Operation Kaput

'Kaput' was the US defeat of the German counterattack by Generalleutnant Martin Unrein’s Panzerdivision 'Clausewitz' of General Walter Wenck’s 12th Army in the sector of Major General Alvan C. Gillem’s XIII Corps of Lieutenant General William H. Simpson’s 9th Army in north central Germany with the object of regaining a portion of the Harz mountains, and the reoccupation of a length of the Elbe river (15/24 April 1945).

Together with the reduction of Magdeburg, this was one of the last two combat tasks of the 9th Army, and was the defeat of an incursion into the zone of the XIII Corps from the north and the clearance of a newly assigned sector along the Elbe river which had previously been a British responsibility. According to the Oberkommando der Wehrmacht’s orders, two of the 12th Army's newly formed divisions were to have attacked on a southerly axis into the 9th Army’s flank to reach the Harz mountains, but one of these formations became embroiled in combat with the British and the undertaking thus fell on Unrein’s incomplete Division 'Clausewitz', formed from staff and students of a Panzer training school, off the 9th Army’s flank near Uelzen.

At full strength in men, the division had at least 50 tanks and additional armour that included experimental and obsolete vehicles from the school’s inventory.
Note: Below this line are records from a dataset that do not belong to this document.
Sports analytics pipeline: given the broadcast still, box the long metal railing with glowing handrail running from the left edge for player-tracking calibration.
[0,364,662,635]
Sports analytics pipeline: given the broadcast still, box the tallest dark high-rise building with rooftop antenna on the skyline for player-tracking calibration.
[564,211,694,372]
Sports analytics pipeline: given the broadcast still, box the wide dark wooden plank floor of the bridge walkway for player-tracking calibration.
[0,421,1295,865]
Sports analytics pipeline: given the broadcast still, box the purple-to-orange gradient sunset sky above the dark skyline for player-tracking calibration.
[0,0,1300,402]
The operational conditions favouring an attack on the 9th Army’s flank had begun to develop on about 15 April as Lieutenant General Sir Richard O’Connor’s flanking British VIII Corps of Lieutenant General Sir Miles Dempsey’s British 2nd Army moved to the north at Uelzen in accordance with the progress of Field Marshal Sir Bernard Montgomery’s Allied 21st Army Group in the direction of Hamburg. This exposed a 60-mile (100-km) sector of the 9th Army’s northern flank from Uelzen to the Elbe river except for British light armour patrols and a screen maintained by the 11th Cavalry Group. Gillem’s XIII Corps had already experienced problems in its rear areas as a result of German remnants who had been bypassed and taken refuge in some of the vast expanses of forest in the XIII Corps' zone and refused to surrender.

Astride the Wesergebirge on the eastern bank of the Weser river, Major General Frank A. Keating’s 102nd Division fought for two days against more than 2,000 Germans who had come together in the forested highlands. Farther to the east, on 13/14 April elements of the 102nd Division and Major General Alexander R. Bolling’s 84th Division fought to eliminate two other pockets of resistance, one of which included eight tanks.
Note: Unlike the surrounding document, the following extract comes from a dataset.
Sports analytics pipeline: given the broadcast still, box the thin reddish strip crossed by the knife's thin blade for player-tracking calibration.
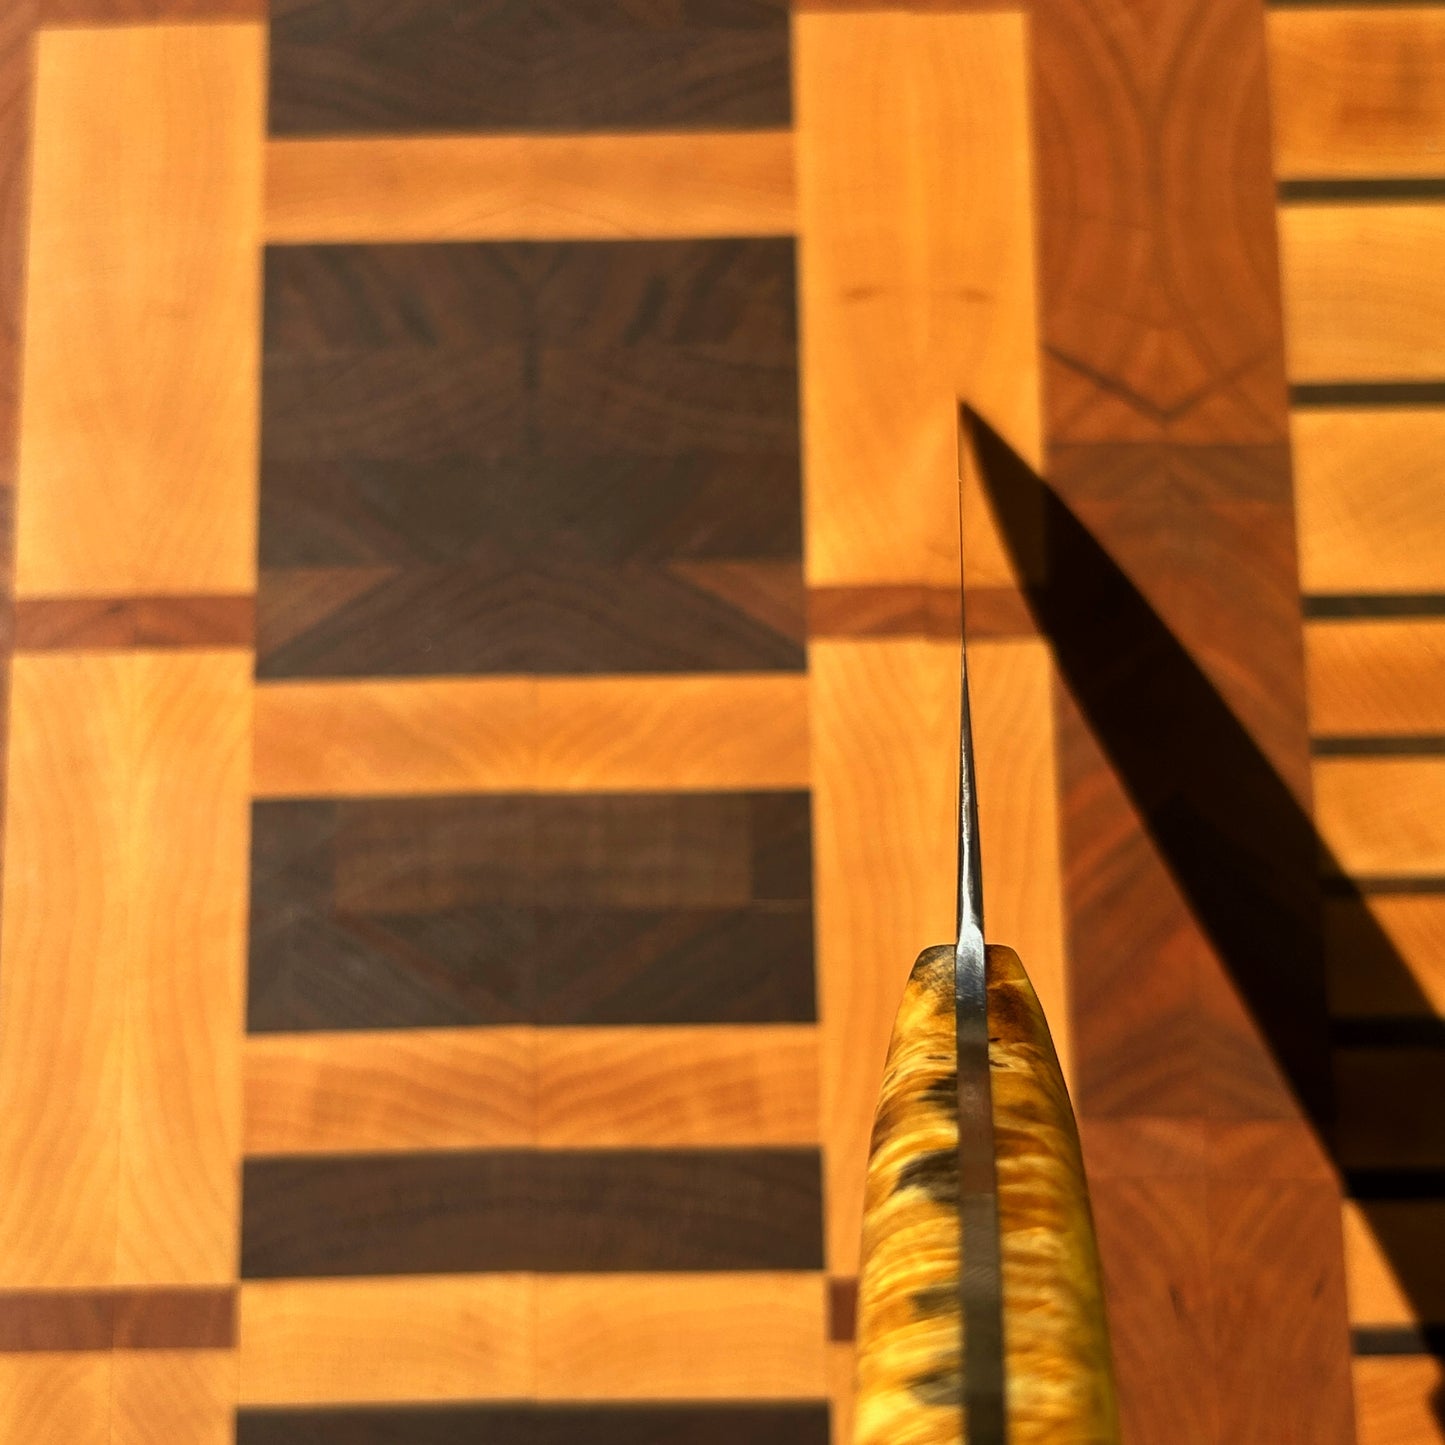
[808,582,1036,642]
The first indication of the presence of the Panzerdivision 'Clausewitz' came on 15 April, when the British identified part of the division in a counterattack at Uelzen. Before daylight the following day, a force estimated at 1,000 men and 30 armoured fighting vehicles severed the XIII Corps' primary line of communication near Gillem’s headquarters at Kloetze, some 36 miles (58 km) to the south-east of Uelzen. For another four days, contingents of the new Panzer division appeared at various points in the corps' rear, and the fight to destroy these contingents involved, at one time or another, all three of the corps' divisions, including Major General Lunsford E. Oliver’s 5th Armored Division and Major General Charles H. Gerhardt’s newly assigned 29th Division. Telephone communications and motor messenger services between the XIII Corps and the 9th Army were disrupted for two days. In most cases the German thrusts were stopped well short of the corps' southern boundary, although part of one column did penetrate into the zone of Major General Raymond S. McLean’s XIX Corps, where it was destroyed by Major General Isaac D. White’s 2nd Armored Division.

The most persistent of the German groups hid in a forest near Klötze. A chemical mortar battalion tried in vain to burn out the Germans with white phosphorus shells, and it required one of the 29th Division’s regiments, supported by 155-mm (6.1-in) and 8-in (203-mm) artillery, to destroy it.

Although more annoying than militarily significant, the activities of the Panzerdivision 'Clausewitz' imposed a one-day delay on the start of the XIII Corps' new task, namely the assumption of responsibility for the large triangle of uncleared territory north of the 9th Army’s boundary between Uelzen and the Elbe river. When the attack finally began on 21 April, the 5th Armored Division encountered and destroyed the remnant of the Panzerdivision 'Clausewitz'.

In total, the US forces had destroyed 47 tanks and more than 12 assault guns. The corps' sweep to the north of the former army boundary made rapid progress on 22 April, and by 24 April the corps had completed its task, the 9th Army Army now holding the line of the Elbe river to a point near Dannenberg, some 30 miles (50 km) downstream of Wittenberge.